The tactic targets exactly the population that responds to a strike: paramedics, firefighters, neighbors arriving to help, and civilians evacuating from buildings damaged by the initial impact.
How does warhead work?
The bomblets on the Iskander-M's cluster warhead have historically been designed to detonate roughly 6 to 10 meters above the ground. Variants include fragmentation submunitions, anti-armor PTAB-2.5КО bomblets, and remote-mining warheads that lay PFM-1 anti-personnel mines or POM-2 self-positioning mines, per Militarnyi.
The variant described by eRadar includes a programmed timer that initiates detonation 20 to 30 minutes after the missile arrives, a delay precisely calibrated to the typical response window for paramedics and rescue workers.
Pattern of strikes on civilians and responders
Russia has used cluster-warhead Iskanders against Ukrainian civilian targets repeatedly. On 4 April 2025, an Iskander cluster missile struck a residential neighborhood in Kryvyi Rih, including a playground, killing 20 civilians, including nine children.

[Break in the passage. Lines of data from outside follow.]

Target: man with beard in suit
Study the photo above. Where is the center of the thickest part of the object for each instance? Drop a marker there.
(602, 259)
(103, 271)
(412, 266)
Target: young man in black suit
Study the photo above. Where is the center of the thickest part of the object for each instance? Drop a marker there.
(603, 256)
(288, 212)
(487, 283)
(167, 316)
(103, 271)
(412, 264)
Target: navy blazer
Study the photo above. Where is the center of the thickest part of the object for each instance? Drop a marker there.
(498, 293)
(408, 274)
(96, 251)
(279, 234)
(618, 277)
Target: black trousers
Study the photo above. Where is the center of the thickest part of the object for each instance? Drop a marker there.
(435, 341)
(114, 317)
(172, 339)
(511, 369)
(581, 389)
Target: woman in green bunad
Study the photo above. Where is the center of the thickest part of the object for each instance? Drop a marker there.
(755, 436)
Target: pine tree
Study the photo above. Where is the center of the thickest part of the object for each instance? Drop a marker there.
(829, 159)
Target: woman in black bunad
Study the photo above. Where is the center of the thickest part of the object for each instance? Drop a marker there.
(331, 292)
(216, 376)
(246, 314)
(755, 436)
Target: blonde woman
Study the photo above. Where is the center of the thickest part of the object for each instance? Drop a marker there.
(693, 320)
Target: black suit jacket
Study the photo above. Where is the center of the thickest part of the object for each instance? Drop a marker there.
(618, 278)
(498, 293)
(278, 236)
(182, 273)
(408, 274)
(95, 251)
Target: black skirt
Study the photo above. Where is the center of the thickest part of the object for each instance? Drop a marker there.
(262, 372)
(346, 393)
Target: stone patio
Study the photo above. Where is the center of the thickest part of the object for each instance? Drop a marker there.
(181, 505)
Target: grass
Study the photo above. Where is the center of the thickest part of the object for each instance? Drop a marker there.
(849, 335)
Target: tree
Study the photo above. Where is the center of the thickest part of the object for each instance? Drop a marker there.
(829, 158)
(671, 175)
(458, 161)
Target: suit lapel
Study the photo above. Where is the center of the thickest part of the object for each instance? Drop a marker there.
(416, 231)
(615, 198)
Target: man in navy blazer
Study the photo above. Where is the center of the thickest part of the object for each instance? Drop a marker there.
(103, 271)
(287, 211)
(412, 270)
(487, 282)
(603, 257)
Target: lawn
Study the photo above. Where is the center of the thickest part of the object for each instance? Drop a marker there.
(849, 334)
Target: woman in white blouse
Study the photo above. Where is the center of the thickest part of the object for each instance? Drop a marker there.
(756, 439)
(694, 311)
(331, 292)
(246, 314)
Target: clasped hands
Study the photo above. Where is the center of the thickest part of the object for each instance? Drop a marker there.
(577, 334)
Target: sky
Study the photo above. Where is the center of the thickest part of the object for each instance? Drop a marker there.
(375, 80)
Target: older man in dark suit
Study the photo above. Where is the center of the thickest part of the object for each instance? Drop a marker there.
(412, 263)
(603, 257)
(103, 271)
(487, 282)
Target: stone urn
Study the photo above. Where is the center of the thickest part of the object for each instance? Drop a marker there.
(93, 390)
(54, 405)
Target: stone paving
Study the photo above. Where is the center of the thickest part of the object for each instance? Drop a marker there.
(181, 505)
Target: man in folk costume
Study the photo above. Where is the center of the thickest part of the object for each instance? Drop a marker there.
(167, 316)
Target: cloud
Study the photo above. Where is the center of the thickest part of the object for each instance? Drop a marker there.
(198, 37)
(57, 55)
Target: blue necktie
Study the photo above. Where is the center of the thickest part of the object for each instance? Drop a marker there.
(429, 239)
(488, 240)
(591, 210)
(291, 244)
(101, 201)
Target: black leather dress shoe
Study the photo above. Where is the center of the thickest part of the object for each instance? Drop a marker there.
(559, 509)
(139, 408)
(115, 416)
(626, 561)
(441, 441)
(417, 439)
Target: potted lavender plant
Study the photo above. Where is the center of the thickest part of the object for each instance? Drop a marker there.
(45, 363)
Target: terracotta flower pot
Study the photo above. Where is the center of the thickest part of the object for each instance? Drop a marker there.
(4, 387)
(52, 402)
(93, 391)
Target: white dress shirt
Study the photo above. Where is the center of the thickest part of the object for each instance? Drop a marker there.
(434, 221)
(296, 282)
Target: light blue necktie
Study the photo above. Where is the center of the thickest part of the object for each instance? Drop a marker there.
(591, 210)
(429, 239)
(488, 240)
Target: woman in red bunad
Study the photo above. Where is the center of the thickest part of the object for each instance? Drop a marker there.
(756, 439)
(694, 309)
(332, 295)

According to the UN High Commissioner for Human Rights, it was the deadliest single attack on Ukrainian children since the start of the full-scale war.
The UN Office of the High Commissioner for Human Rights documented "hundreds of fragments" hitting homes, playgrounds, and trees, and described the strike as "reckless disregard for civilian life" that may constitute a war crime.
Ukrainian authorities urge anyone in proximity to a strike site to keep a distance, avoid suspicious objects, and wait for explosive ordnance disposal teams.